Piltdown Man no longer graces the paleontological family tree, yet for the first half of the last century he was considered the link between apes and humans, especially by the English who claimed him as one of their own. They called him Eoanthropus dawsoni, Dawson’s dawn-man, as well as The Earliest Englishman. In fact, when Raymond Arthur Dart announced the discovery of the “Taung Child” in South Africa in 1924, the Piltdown faction, led by Sir Arthur Keith, dismissed Australopithecus africanus out of hand.
This was all rather impressive for what turned out to be an absolute forgery. The major finds at Piltdown were fragments of a jaw and a skull found in a gravel pit in Piltdown, Sussex, England, in 1912 by Charles Dawson, a solicitor and amateur archeologist. Several dozen other finds were made by Dawson and others over the next few years. The jaw and skull were put together in London, and voilà: Piltdown Man, with the skull of a human and the jaw of an ape, therefore a missing link.
There were some red flags raised early on: both Aleš Hrdlička and Gerrit S. Miller at the Smithsonian, for example, were dubious. Miller had only seen a plaster cast, which is what W.P. Pycraft blasts him for in this 1917 take-down. Of course, Miller and other skeptics turned out to be right: Weiner, Oakley, and Clark finally revealed the Piltdown hoax in 1953, as detailed here by S. L. Washburn. The fossils had been stained, the teeth filed down; the skull was only 500 years old!
Weiner and company proved Dawson was responsible for the fake, but some think he had an accomplice. There have been many suspects, as Philip V. Tobias details, including the theologian and paleontologist Pierre Teilhard de Chardin. Even Arthur Conan Doyle, who was a member of the Sussex Archeological Society, has been fingered.

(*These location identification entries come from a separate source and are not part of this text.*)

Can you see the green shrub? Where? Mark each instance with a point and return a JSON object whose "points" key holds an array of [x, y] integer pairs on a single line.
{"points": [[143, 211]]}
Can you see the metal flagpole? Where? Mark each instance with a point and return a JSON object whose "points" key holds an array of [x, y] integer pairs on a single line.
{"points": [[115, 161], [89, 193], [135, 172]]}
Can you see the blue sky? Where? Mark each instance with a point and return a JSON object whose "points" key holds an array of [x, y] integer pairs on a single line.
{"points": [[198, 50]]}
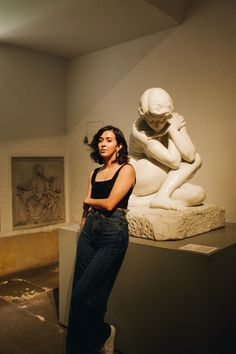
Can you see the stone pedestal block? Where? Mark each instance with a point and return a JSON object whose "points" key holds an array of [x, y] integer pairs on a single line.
{"points": [[160, 224]]}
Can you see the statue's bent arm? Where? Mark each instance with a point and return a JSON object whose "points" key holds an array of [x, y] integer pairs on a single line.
{"points": [[183, 143]]}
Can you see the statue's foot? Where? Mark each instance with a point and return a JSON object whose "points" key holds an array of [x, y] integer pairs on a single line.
{"points": [[135, 201], [167, 203]]}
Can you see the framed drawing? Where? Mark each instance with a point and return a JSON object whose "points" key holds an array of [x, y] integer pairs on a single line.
{"points": [[37, 191]]}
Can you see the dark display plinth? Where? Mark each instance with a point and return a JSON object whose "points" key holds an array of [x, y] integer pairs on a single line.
{"points": [[170, 301]]}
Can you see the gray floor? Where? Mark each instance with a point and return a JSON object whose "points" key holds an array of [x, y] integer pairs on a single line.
{"points": [[29, 313]]}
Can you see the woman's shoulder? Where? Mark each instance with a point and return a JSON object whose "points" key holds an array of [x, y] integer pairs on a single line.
{"points": [[125, 168]]}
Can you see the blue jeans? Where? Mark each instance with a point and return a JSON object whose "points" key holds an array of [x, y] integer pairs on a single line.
{"points": [[101, 249]]}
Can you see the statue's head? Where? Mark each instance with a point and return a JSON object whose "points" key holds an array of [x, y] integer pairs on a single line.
{"points": [[156, 107]]}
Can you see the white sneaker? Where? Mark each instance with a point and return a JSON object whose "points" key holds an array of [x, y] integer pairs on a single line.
{"points": [[108, 347]]}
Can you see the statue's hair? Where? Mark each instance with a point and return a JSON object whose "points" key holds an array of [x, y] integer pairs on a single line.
{"points": [[144, 104]]}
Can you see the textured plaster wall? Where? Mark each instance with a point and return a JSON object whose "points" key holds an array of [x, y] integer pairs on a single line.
{"points": [[32, 94], [32, 117], [26, 251], [195, 63]]}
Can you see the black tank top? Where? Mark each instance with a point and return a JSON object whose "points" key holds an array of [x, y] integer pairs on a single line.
{"points": [[102, 189]]}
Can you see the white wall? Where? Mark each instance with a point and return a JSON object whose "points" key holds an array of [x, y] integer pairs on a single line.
{"points": [[195, 63], [32, 116], [32, 94]]}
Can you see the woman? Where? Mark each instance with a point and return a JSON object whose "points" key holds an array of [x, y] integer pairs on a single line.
{"points": [[102, 244]]}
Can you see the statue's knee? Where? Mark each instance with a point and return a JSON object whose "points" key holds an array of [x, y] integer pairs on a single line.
{"points": [[198, 195], [198, 160]]}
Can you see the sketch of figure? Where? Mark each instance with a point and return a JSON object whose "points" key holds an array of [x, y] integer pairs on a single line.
{"points": [[40, 197]]}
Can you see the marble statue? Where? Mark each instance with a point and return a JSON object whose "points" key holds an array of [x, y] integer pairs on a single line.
{"points": [[163, 155]]}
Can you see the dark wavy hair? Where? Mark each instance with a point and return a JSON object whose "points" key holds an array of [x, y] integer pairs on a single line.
{"points": [[123, 152]]}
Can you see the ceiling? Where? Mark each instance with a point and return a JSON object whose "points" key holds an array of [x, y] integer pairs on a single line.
{"points": [[70, 28]]}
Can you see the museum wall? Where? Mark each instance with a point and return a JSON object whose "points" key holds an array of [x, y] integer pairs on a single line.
{"points": [[195, 63], [33, 117]]}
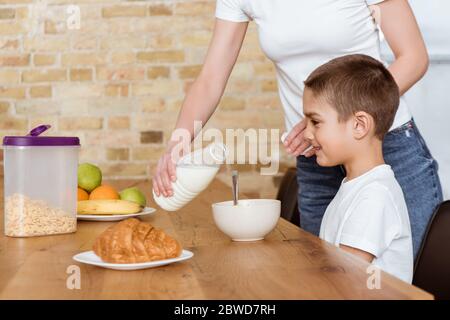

Tobias, based on Langham’s and Spencer’s deep archival work, believes it was Arthur Keith—but as you can see from the dozen-plus responses to his article, not everyone agrees. Dawson’s career forging other antiquities might be proof enough that he did it alone, and then fooled many of the professionals who saw what they wanted to see in England’s great claim to human origins, yet the case remains open.
While some of Tobias’ responders wonder why anybody should care half a century after the revelation of the hoax, Tobias argues that the forgery remains an important caution for scientists.
He writes that the “assumption of truthfulness in science is the very leitmotif, almost the religion, of the scientist. We may think our colleagues have been mistaken, foolish, ignorant, ill-advised, pig-headed, or simple-mined, but the very last thing we tend to suspect them of is dishonesty.”